Pay for Performance: Compensation Cage Fight
“Pay for Performance” remains a popular compensation approach. It seems a logical way to incentivize employees, create competition among them, and increase their contribution to the bottom line. Despite fine arguments in support of “Pay for Performance,” these schemes often fall short of expectations. I am not surprised.
As a trading firm managing partner, I compensated people strictly on performance. I was amazed at the ingenuity our traders used to maximize short-term pay, even at the expense of long-term success. Some traders ended their career to get more in the short run.
Performance pay promotes self-focused actions.
Bruno S. Frey and Margit Osterloh in this Harvard Business Review article explain that employees’ actions become self-focused under pay for performance schemes. Employees manipulate the performance criteria in their favor. They do tasks that are rewarded, and they avoid necessary tasks that are not rewarded. Intrinsic motivation falls as does satisfaction and engagement. The result is a perverse decline in innovation, extraordinary contributions and productivity.

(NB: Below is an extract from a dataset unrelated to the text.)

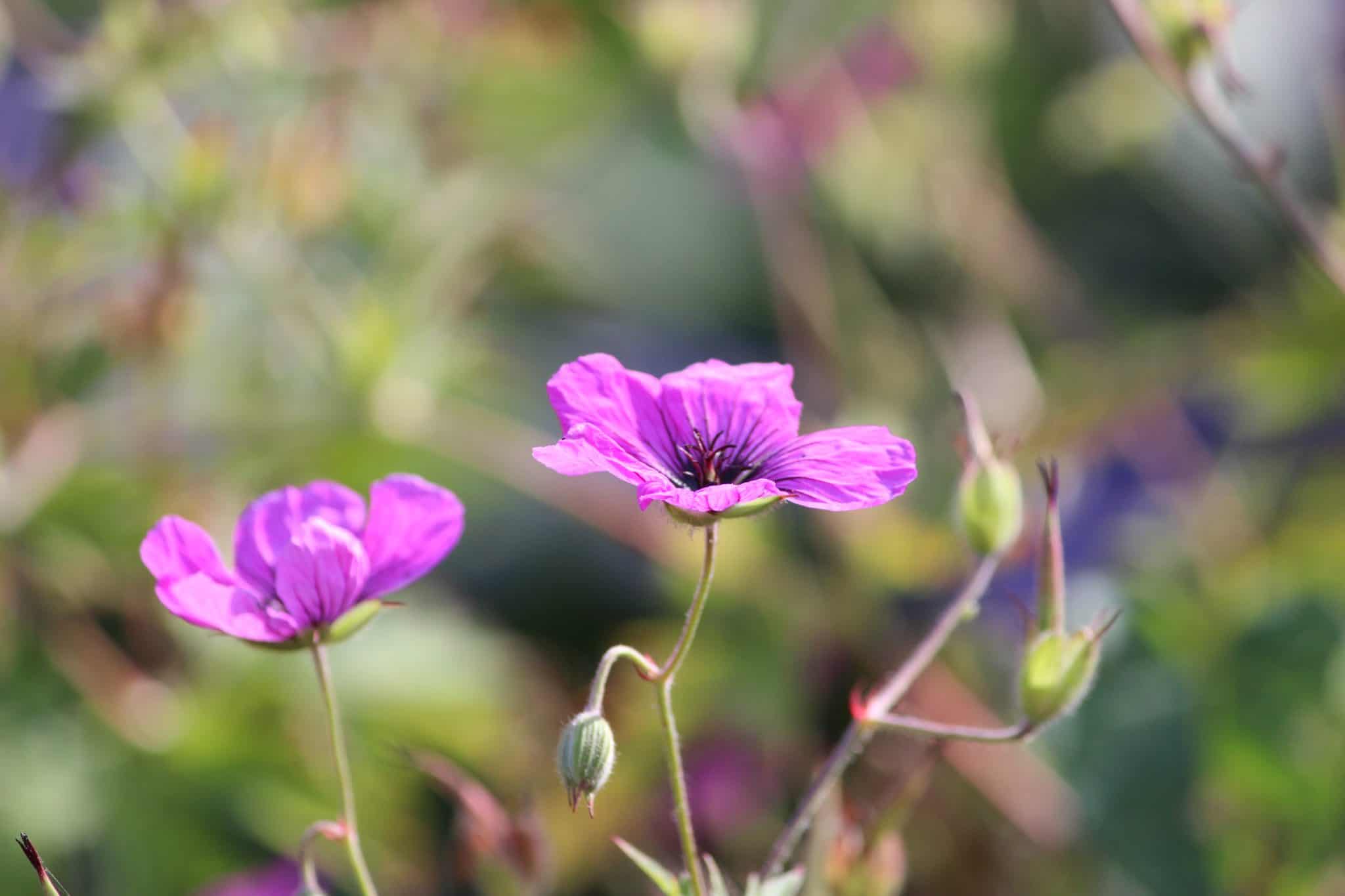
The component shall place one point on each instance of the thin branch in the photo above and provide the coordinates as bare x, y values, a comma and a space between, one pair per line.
857, 735
944, 731
1264, 164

In a competitive environment, chickens will naturally kill each other!
Perhaps we humans can derive a lesson in productivity from the animal world. Caged chickens tend to compete and establish a pecking order. William Muir, Ph.D. demonstrated the effect of competition in chicken populations:
Muir previously proved that animals living in groups and bred to be more passive sustain fewer injuries and are more productive than animals bred naturally. For instance, chickens bred to be less aggressive don’t engage in as much pecking, which often causes severe injury and even death. The energy that animals used for negative behavior or to avoid such activities is then transferred to production.
As social animals, we are subject to the destructive behavior of competition. Without careful construction, performance pay schemes can foster competition that creates an injurious corporate pecking order.
Christian perspectives vary on compensation.
“Pay for Performance” also has its champions for reasons other than efficacy. Christian business commentators evaluate performance pay through Scripture and conclude it is a biblical mandate. The notion is that Christians must pay people based on output.
It could be argued that Christians run secular businesses, and thus, performance pay would not be a biblical mandate. Christian business leaders would be free to consider a more productive reward structure.
Christians like me consider our business activities to be informed by our faith. For Christian business leaders to employ “Pay for Performance” for biblical reasons, but effectively promote employee productivity, our challenge is to develop a workable form of performance pay. To do so, I suggest we look at another biblical imperative, found in Philippians 2:3-4:
“Do nothing from selfish ambition or conceit, but in humility regard others as better than yourselves. 4 Let each of you look not to your own interests, but to the interests of others.”
If and only if we are able to remove self-ambition from pay and promote a staff that looks first to the interests of others can we pay for performance. The social cohesion of the team is the primary objective.
The Philippians passage describes a faith community with a high level of social cohesion. It was a community that demonstrated humility and empathy. Caesarea Philippi was a typical Roman city; i.e., highly stratified and socially competitive. In sharp contrast, the Christian community lacked individual stars and a competitive dynamic. Its members shared a deep social connectedness.
Do our businesses mimic Caesarea Philippi or the faith community? How do we maintain and increase social connectedness in our corporate culture? Can we achieve high social cohesion and offer performance incentives?
Performance pay and team rewards can coexist.
We may be able to pay for performance and maintain social cohesion, if we reward social cohesion more than individual production. What might that look like? In an exemplary and successful performance scheme, employee compensation is based on 1) the performance of the company division–40%, 2) the performance of their strategy group–40%, 3) the performance of the small operational team–10%, and 4) the reaching of personal goals–10%. This reward structure promotes social cohesion and team-group-division success, as well as personal productivity.
In her TED talk, Margaret Hefferman describes the cost of the competitive pecking order found in many organizations. In her view, social connectedness trumps competition and superstars every time.
Like the Philippian faith community, social connectedness leads to a successful church and a successful company. If performance pay does not enhance social connectedness, the result is a group of competitive chickens pecking each other to death for the greatest personal gain. Yes, a few superstars may emerge, along with many injured, demoralized, and underutilized employee assets. If a team of engaged, connected, socially sensitive people beat a few competitive superstars, shouldn’t we reward a team that looks like the Philippi church? What will you reward?